LCD TVs or displays typically have a backlight life of 30,000 to 60,000 hours (ie, if you have the display on for ~6 hours every day, the backlight will last for 16 years). Even then the backlight can be replaced in most LCD displays. A projector bulb typically has a life of 2,000 hours.
Projectors such as a DLP or LCD projector use glass panels to combine red, green and blue colors to create the image. When sitting close to the screen, the viewer can see the different colors at the borders of an image, aptly described as the rainbow effect. The rainbow effect takes away from the image quality and can give headaches. High-end projectors have been able to reduce the rainbow effect, however, the problem still remains and these high-end projectors cost more. LCD TV or LCD displays do not have rainbow effect issues and the quality of the picture is good at close range.
Dead or Stuck Pixels
Projectors can suffer from dead pixels and LCD displays can suffer from stuck pixels. Both dead pixels and stuck pixels result in white spots in the projected image. However, the manufacturers of both technologies have worked hard to minimize such issues and in most cases, they provide a warranty against such issues.

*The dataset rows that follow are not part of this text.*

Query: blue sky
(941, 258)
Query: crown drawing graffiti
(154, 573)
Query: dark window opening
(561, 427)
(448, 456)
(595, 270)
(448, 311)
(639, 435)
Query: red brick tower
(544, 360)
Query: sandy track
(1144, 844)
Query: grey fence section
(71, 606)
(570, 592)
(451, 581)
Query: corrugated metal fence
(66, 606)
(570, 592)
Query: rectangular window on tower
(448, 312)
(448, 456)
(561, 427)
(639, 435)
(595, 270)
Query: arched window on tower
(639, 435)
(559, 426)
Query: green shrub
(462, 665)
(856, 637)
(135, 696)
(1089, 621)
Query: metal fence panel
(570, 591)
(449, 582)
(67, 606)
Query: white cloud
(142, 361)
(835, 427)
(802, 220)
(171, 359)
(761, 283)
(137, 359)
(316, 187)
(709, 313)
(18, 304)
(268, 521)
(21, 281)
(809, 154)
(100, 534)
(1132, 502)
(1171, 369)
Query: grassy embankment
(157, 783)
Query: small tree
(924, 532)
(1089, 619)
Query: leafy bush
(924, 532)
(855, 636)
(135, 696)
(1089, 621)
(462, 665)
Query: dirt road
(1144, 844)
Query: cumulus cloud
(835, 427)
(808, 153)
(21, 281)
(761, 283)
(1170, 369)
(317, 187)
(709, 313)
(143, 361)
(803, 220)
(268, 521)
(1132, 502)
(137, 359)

A common thought is that screen size is not an issue for most projectors as the thinking is that the projector image can be made larger by moving the projector away from the screen. This is not true as the image quality deteriorates as the image becomes larger. With projectors, most buyers opt for maximum optimized projector image sizes from 76-inches to 120-inches and the actual working normal projection image used is much smaller. Today, if businesses need a large LCD display in the maximum projector image size, a wide variety of competitive LCD displays can be found in this range.
Projectors are easy to carry and move around. For a business, this could be a value-add or a drawback. LCD displays are durable and can be moved however they are not as light as projectors.

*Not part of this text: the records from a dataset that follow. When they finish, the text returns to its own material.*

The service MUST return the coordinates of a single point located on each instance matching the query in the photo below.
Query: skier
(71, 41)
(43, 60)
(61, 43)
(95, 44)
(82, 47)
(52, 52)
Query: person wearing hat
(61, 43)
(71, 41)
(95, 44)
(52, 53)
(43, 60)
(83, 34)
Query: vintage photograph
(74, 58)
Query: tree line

Projector power consumption varies more from unit to unit, with brighter conference projectors requiring more power than smaller portable projectors. It is hard to compare the two technologies on this performance parameter.
Most LCD displays have number and different types of ports than projectors. As a result, more types of devices can be connected to an LCD display than a projector.
New features are appearing in LED displays that could be quite valuable for businesses. For example, touch screen features on LCD displays allow for LCD displays to be used as digital whiteboards where the data written on the display can easily get captured electronically in a text document.